Right now, the driest parts of the state are at the northern and southern extremes. San Diego County remains in “moderate drought” conditions.
“Though this area has received surplus precipitation for the water year to date, several reservoirs have failed to significantly respond, remaining at or near their lowest levels in at least a year,” says meteorologist Richard Tinker says in the Drought Monitor report.
Before 2017’s exceptionally wet winter, California had been mired in a years-long drought that left most of the state parched and elected officials scrambling to ensure drinking water wouldn’t run out.
Last year, after below-average winter rainfall, drought conditions began to return. At the start of the current water year (October 1), nearly half of the state was in moderate, severe, or extreme drought.

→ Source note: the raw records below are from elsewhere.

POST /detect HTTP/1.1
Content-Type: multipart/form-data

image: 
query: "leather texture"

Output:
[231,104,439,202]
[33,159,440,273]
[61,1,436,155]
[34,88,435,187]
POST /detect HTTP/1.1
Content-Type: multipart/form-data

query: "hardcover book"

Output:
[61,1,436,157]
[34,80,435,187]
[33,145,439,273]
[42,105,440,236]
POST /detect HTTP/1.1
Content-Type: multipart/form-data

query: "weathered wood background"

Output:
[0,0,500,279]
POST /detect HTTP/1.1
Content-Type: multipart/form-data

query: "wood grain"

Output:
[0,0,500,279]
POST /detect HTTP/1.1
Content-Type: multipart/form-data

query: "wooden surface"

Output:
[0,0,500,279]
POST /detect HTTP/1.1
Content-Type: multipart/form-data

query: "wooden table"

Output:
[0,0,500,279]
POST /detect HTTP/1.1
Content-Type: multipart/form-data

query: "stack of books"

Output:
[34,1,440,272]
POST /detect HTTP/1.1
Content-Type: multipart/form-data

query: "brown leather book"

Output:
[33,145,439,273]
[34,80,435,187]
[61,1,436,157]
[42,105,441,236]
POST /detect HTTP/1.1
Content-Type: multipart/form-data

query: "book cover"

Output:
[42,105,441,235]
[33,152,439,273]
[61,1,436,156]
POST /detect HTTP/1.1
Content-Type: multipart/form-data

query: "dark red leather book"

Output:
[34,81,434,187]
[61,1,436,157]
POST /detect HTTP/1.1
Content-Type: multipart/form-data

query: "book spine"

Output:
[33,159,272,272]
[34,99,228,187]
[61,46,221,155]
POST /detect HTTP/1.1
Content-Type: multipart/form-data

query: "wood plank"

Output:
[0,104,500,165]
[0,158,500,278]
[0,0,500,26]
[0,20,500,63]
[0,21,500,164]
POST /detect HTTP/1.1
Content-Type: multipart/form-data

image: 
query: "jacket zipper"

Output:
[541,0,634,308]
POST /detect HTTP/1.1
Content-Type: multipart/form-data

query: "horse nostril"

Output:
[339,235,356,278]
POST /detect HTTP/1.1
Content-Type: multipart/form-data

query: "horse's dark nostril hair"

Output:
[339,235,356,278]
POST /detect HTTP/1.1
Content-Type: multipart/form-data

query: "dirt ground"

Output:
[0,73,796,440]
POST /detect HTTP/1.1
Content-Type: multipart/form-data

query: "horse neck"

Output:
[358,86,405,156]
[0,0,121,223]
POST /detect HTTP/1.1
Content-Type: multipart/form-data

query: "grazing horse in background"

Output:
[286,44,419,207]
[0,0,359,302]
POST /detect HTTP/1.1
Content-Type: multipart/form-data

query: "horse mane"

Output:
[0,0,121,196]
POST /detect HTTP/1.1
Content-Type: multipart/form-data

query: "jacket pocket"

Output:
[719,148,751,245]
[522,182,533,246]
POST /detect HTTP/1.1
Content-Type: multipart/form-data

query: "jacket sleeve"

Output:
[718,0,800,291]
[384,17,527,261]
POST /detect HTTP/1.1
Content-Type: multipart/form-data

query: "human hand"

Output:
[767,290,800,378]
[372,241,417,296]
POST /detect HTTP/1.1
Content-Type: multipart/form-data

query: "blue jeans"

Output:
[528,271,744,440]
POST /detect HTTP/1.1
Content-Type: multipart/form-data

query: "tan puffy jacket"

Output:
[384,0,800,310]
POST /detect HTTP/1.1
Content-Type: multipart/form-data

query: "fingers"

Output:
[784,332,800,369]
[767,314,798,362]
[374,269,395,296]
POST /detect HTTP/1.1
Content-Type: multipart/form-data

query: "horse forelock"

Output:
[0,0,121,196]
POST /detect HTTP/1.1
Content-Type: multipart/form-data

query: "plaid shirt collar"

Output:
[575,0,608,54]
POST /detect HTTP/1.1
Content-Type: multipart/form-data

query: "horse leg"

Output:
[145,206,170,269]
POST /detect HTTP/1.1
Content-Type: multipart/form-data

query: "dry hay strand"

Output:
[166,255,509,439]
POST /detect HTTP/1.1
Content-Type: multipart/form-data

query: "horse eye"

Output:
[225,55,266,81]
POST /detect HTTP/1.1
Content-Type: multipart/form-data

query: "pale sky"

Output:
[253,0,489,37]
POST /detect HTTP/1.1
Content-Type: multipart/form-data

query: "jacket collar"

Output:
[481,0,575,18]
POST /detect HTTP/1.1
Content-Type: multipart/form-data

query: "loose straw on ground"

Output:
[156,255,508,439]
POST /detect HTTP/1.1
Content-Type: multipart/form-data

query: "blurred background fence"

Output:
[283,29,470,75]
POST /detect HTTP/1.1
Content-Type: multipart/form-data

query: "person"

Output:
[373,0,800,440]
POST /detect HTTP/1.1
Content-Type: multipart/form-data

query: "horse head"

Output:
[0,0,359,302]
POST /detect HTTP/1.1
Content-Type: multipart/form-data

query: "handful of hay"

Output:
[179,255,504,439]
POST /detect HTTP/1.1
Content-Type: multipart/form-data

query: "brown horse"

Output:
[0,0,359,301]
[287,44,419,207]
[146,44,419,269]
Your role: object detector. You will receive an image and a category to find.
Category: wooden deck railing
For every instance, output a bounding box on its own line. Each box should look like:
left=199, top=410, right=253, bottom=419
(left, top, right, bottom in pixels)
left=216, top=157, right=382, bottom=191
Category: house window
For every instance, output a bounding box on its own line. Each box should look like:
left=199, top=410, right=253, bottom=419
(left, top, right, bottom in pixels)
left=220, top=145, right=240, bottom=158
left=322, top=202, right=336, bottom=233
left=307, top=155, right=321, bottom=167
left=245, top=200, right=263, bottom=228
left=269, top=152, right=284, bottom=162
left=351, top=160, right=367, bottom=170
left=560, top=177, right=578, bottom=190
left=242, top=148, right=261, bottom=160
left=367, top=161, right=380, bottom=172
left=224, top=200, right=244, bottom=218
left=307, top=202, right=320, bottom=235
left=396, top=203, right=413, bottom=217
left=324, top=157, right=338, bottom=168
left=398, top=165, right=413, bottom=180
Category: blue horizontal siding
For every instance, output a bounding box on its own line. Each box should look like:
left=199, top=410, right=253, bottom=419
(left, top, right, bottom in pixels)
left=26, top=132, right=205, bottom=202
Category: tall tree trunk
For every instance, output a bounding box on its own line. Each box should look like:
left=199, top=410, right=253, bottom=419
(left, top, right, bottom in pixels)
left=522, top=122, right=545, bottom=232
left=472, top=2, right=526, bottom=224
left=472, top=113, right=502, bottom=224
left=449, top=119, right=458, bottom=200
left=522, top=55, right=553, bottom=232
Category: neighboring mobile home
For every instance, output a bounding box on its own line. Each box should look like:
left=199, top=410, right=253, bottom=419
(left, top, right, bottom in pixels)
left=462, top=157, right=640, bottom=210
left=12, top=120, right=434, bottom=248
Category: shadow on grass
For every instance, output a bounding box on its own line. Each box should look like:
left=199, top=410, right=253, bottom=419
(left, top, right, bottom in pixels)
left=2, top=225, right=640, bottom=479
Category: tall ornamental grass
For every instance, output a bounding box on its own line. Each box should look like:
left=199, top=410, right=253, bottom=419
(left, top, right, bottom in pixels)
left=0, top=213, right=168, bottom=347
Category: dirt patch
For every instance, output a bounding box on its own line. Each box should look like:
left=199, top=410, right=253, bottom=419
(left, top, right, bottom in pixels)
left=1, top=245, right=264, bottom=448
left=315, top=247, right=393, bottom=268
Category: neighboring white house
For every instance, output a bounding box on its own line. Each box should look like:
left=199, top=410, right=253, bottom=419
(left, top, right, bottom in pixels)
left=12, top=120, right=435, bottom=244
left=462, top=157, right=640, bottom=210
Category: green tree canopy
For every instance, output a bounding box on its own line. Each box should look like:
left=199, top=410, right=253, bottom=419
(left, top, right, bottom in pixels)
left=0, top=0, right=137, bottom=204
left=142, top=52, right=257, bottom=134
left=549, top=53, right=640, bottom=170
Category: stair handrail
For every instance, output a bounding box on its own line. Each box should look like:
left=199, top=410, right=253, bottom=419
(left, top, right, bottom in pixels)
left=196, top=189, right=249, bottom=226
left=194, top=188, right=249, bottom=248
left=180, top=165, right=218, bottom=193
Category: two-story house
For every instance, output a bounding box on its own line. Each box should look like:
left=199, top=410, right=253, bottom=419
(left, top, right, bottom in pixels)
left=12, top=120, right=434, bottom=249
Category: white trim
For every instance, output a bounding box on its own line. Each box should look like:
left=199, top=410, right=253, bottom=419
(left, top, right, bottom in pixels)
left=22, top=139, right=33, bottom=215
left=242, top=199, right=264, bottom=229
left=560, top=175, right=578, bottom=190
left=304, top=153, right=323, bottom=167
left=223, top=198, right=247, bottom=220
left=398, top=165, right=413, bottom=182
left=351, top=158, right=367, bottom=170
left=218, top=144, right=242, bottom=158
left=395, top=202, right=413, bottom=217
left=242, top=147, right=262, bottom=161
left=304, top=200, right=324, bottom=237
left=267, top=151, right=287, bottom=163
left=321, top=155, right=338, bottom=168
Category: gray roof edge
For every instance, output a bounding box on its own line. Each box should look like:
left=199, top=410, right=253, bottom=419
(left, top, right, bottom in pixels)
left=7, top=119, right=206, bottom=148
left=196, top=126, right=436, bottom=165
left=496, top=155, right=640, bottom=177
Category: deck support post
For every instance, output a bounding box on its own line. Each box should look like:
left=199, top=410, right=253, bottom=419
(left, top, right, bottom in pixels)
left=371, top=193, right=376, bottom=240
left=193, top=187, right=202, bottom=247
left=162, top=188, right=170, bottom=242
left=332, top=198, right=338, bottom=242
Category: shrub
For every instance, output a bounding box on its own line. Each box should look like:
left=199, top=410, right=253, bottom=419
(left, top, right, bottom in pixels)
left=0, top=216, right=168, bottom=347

Weeks of rainy weather have changed that picture dramatically. Most of the state, including Los Angeles, however, is still abnormally dry.
Fortunately, precipitation in the last month has replenished the most of California’s largest reservoirs. Six of the 12 reservoirs tracked by the California Department of Water Resources were filled to above average levels Wednesday, and both Lake Perris (in Riverside County) and the San Luis Reservoir (southeast of San Jose) are at nearly 90 percent of capacity.
Snowfall will also bolster the state’s water supply. Snowpack is above the historical median at nearly all of the state’s major mountain peaks. Precipitation is only lagging in the Klamath Mountains, close to the Oregon border, according to the Natural Resources Conservation Service,
Los Angeles seen from above January 1.
Los Angeles on February 5 (most white spots are clouds).
The difference is clear even in aerial photographs. Compare the two satellite images above. The one on the left was taken New Year’s Day, while the much greener image on the right is from Tuesday.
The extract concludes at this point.